Most of the puppies are faring well in training, though one female, Cayman, is lagging a little behind.
"To expect all the dogs to be superstars is far-fetched, but we're not giving up on her either," Anderson said. Whereas the other puppies have a natural desire to hunt scents, Cayman's will be a trained desire, he said.
To encourage Cayman, who doesn't always actively pursue the towel, Anderson and Cayman's handler Sgt. Eric Kretzer sometimes involve another puppy.
The competition for the towel raises Cayman's interest.
Ruger is the largest puppy at about 40 pounds. He is the furthest along in his training. He was the first of the puppies to try a training exercise in which marijuana is hidden inside one of a series of boxes. He is expected to eventually patrol two state prisons in the Cumberland, Md., area.

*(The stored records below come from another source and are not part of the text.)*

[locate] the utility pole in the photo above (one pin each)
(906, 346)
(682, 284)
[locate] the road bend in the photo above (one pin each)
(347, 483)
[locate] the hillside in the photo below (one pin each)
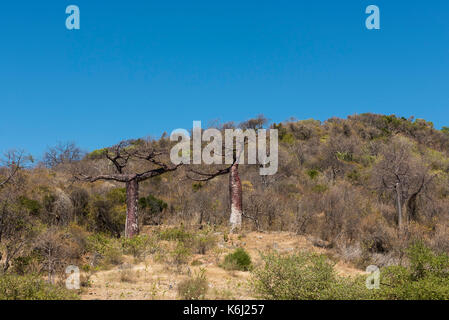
(361, 190)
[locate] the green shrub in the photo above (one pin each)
(13, 287)
(139, 246)
(204, 241)
(238, 260)
(175, 234)
(426, 277)
(312, 173)
(194, 288)
(180, 254)
(109, 249)
(304, 276)
(32, 206)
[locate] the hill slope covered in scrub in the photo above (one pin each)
(343, 184)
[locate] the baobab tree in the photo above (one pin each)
(235, 184)
(13, 161)
(132, 162)
(402, 172)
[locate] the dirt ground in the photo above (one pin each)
(153, 279)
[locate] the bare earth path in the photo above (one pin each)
(152, 279)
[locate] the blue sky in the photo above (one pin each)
(138, 68)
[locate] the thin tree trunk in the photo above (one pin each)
(399, 205)
(235, 193)
(132, 194)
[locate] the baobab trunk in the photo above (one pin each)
(132, 193)
(235, 193)
(399, 205)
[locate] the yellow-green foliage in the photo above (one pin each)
(194, 288)
(13, 287)
(237, 260)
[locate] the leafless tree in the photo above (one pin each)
(235, 184)
(62, 153)
(126, 159)
(401, 172)
(12, 162)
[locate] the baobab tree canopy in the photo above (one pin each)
(129, 162)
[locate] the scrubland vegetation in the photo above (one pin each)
(366, 190)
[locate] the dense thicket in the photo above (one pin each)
(367, 186)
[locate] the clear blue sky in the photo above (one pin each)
(139, 68)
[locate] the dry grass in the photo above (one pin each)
(155, 278)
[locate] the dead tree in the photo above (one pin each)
(13, 162)
(235, 191)
(401, 173)
(125, 157)
(235, 184)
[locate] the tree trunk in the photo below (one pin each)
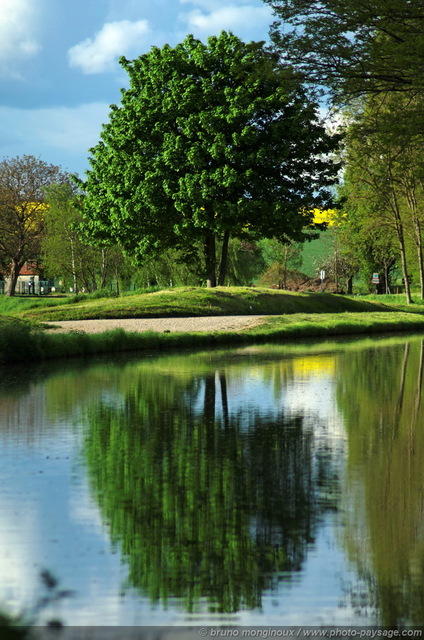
(14, 274)
(210, 259)
(74, 268)
(405, 269)
(103, 269)
(224, 259)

His handler, Sgt. Craig Blank, had Ruger stop at each box to see if he picked up a drug scent. Once a dog picks up the scent, it is told to sit and then is given a reward. This exercise teaches them to sit whenever they find a drug scent, drawing their handlers' attention to their findings.
When puppies complete a task successfully they are rewarded by their handlers with high-pitched praise similar to baby talk. The dogs respond to voice inflection, Anderson said ? high-pitched pleasantries for positive re-enforcement and a harsh tone to correct a dog.
Before the handlers work with the puppies they work with 5-gallon buckets to learn leash control and timing.
"You don't feel so foolish talking to a dog in high-pitch tones after you've talked to a bucket for a few days," Anderson said.